Are any of you studying in the mean time just in case you don't pass? I've been thinking about it...maybe it will make all this time pass by quicker...who knows.


----------



## csb (Nov 2, 2009)

For the love of all things good, do not study between now and results. You will drive yourself nuts second guessing things you did on the exam. Just let your brain breathe while you wait for the passing letter.


----------



## mdipuma (Nov 2, 2009)

Can't they give a prelim score and let us know something. Last I heard scantrons were pretty quick and easy to grade.


----------



## benbo (Nov 2, 2009)

One good thing to do in the meantime is thank your lucky stars you didn’t take the exam in California. Unless of course you did.


----------



## chaocl (Nov 2, 2009)

I took my ME PE in CA and I wish after 3 months that I will totally forget why CA send me the letter for...


----------



## RM-270 (Nov 2, 2009)

Hey joey, I remember you from a few years back [when I was trying to pass the SE I]. is this the first time you've taken the exam since then? How do you feel about it?

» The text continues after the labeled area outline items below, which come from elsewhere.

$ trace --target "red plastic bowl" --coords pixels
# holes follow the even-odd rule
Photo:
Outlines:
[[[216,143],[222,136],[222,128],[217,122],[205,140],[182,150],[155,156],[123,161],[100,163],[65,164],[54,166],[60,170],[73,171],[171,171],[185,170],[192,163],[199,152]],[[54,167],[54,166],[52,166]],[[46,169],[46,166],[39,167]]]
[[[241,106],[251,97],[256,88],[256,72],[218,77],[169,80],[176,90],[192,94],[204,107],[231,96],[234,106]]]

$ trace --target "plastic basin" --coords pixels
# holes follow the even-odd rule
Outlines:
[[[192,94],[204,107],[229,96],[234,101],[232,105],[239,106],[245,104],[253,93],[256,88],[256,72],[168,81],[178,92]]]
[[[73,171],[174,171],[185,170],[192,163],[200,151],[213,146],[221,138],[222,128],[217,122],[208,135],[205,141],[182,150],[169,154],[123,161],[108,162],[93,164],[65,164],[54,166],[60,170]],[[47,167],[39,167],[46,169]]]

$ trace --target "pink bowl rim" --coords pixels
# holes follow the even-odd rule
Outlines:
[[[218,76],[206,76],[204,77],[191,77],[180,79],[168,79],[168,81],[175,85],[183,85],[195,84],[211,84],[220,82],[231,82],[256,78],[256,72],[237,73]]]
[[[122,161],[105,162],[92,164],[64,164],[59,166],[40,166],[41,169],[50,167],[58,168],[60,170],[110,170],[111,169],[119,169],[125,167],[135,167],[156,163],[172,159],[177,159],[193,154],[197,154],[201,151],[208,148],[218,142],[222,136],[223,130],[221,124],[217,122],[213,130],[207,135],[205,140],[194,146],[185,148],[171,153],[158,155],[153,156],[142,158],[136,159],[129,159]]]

I just tried the SE II. I would have felt better had there been more time.


----------



## buick455 (Nov 2, 2009)

I am trying to forget the exam as I think on some I left my brain at home for some of the problems. I have gone through some of the problems I had issues with and worked them out but I am not studying, just maybe reviewing from time to time. I re-introduced myself to my workshop where I have a 1970 455 Buick GS that I am customizing and a 1960 901 ford tractor that I am also restoring. This will help keep my mind off the exam.


----------



## JAdams (Nov 2, 2009)

Yes, waiting does indeed suck! I'm definitely not doing any studying until I receive my pass/fail letter (which will be one of the latest to be delivered based on previous history - Oregon) even though I only feel 50/50 about my results.


----------



## JoeysVee (Nov 3, 2009)

RM-270 said:


> Hey joey, I remember you from a few years back [when I was trying to pass the SE I]. is this the first time you've taken the exam since then? How do you feel about it?
> I just tried the SE II. I would have felt better had there been more time.


This is the 1st time I've taken the exam since Apr 06....this is how I think I did...

http://engineerboards.com/index.php?showtopic=10482

Good Luck on the SEII!


----------



## JoeysVee (Nov 3, 2009)

I may crack the books back open for a weekend or something to just try and stay fresh on everything then hit it wide open again once I get my letter if I fail.


----------



## Capt Worley PE (Nov 3, 2009)

Don't. I'd do nothing until the letter arrived.

Just relax for a couple of months.


----------



## EM_PS (Nov 3, 2009)

Seriously! Pick up War &amp; Peace. . .take up thai kwon do. . .finish whatever house project which has been left unfinished forever (everyone has one of those). . .enter in a half marathon or something. The cognitive thought part of your melon needs an F'N break


----------



## roadwreck (Nov 3, 2009)

it amuses me that it's barely been a week and we already have people whining about the wait. If you think it's bad now you are in real trouble, it only gets worse from here. And Joey, being that you are in S.C. you are likely going to be the first to get your results so you have it good.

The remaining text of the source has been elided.